Thursday, 15 October 2015

Book Title Trends



  
Thirty years ago, my very first book was published. It was called Sweet Temptation and was written under the pen-name of Caroline Standish. I hadn’t spent long agonising over that title. The publisher wanted something that sounded passionate and sexy and this was the first one I suggested. However, thinking about it now, I can see that it has no relevance at all to a historical romance set in the 1820s. I have renamed the revamped version The Earl’s Captive, which is much more relevant to the storyline and it should be up on Kindle soon.

Titles go through phases. In 18th century Britain, the fashion was to name a book after the hero or heroine, hence Clarissa (Samuel Richardson), Tom Jones (Henry Fielding) and Robinson Crusoe (Daniel Defoe).
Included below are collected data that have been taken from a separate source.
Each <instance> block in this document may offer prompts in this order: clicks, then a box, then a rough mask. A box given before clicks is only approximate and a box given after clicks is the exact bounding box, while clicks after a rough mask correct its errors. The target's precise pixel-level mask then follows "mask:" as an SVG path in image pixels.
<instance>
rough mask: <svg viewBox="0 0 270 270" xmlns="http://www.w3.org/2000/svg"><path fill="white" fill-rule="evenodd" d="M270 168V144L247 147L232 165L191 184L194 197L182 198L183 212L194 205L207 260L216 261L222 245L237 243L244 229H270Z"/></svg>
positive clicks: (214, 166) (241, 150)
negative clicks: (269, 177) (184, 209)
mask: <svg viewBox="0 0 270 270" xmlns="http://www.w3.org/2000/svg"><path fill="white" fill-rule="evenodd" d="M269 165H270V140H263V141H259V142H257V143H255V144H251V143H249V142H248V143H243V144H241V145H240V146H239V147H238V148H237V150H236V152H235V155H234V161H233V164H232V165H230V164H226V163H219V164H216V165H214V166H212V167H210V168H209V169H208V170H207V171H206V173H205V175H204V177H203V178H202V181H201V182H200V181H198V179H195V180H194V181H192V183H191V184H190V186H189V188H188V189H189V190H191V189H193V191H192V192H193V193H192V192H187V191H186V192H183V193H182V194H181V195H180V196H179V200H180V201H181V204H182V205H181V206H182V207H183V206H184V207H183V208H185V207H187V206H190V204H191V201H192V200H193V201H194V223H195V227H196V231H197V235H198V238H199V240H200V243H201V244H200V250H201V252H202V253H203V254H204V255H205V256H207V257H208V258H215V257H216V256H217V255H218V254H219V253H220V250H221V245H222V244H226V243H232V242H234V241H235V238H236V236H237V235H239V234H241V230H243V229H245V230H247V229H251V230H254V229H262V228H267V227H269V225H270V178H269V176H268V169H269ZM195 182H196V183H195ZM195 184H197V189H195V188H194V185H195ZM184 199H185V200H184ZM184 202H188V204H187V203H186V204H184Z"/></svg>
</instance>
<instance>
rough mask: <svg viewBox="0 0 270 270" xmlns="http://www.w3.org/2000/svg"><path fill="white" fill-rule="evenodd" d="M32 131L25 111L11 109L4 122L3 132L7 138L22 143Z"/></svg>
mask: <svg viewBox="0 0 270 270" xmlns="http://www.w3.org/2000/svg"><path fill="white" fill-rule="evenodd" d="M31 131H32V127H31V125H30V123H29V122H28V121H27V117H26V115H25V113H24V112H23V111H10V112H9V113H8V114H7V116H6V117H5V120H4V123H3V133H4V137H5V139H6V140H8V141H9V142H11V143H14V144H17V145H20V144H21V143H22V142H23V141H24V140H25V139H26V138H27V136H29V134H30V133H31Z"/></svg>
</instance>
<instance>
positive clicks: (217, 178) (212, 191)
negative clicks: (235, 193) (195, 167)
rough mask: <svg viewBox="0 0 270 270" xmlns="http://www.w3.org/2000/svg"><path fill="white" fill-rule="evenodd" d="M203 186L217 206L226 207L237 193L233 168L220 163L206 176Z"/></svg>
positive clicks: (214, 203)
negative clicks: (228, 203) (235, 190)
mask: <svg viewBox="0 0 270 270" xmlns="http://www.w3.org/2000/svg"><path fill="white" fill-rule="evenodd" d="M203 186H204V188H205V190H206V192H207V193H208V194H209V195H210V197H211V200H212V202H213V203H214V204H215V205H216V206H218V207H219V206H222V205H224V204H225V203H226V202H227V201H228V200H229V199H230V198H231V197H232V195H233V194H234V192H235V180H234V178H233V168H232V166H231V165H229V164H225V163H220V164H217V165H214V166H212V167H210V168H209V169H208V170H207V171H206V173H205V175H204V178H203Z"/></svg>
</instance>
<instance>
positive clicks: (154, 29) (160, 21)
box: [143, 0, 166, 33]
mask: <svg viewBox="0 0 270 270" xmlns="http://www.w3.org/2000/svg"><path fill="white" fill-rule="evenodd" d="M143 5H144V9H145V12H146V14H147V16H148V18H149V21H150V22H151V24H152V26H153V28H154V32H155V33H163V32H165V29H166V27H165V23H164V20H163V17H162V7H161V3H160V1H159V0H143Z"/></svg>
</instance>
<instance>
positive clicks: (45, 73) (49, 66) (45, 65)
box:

In the last few years, there has been a fashion for long titles that almost tumble off the cover: The Curious Incident of the Dog In the Nighttime; After the Wreck, I Picked Myself Up, Spread My Wings and Flew Away (Joyce Carol Oates). However, this is nothing new. I remember my shock, back in 1976, at seeing the unwieldy title, If You Meet Buddha On The Road, Kill Him (Sheldon Kopp). Of course, I read it just because all my friends had their noses stuck in it, and it was debated avidly after a few drags of wacky baccy. Well, it was the Seventies!

What is the purpose in choosing such long titles? Were they picked for shock value alone, to make the random browser intrigued enough to pick the book off the shelf? When I see a lengthy title, my innate book title prejudice kicks in and I think, ‘If the title is so over-wordy, I bet the contents will be, too,’ and I am instantly put off. Or I decide that the author is showing off.

There have been titles I’ve hated so much that I nearly didn’t read the book, even though the reviews were good. One example is Gone Girl, which struck me as being so ungrammatical that I expected the content to be lazily written. It wasn’t, of course, it was just my title prejudice at work at work again.

I have just been scanning recent book releases (once, it was only records and the odd animal that were ‘released’) and the fashion seems to be for descriptive titles that reflect the contents. There’s Vanessa Curtis’s amazing, heart-wrenching The Earth Is Singing; Bill Bryson’s The Road to Little Dribbling, which I can’t wait to start; Peter James’s The House on Cold Hill; Kate Morton’s The Lake House; Bernard Cornwell’s Warriors of the Storm. Good, strong, unpretentious titles that lure you in by their very simplicity.

I wonder what will come next, in 2016? Titles containing foreign words and phrases? Kathy Reichs has already set this trend with Déjà Dead and Death du Jour. Literary quotes? Psychobabble titles? Computer-term titles? Ooh, The Keyboard Killer! I feel a plot coming on.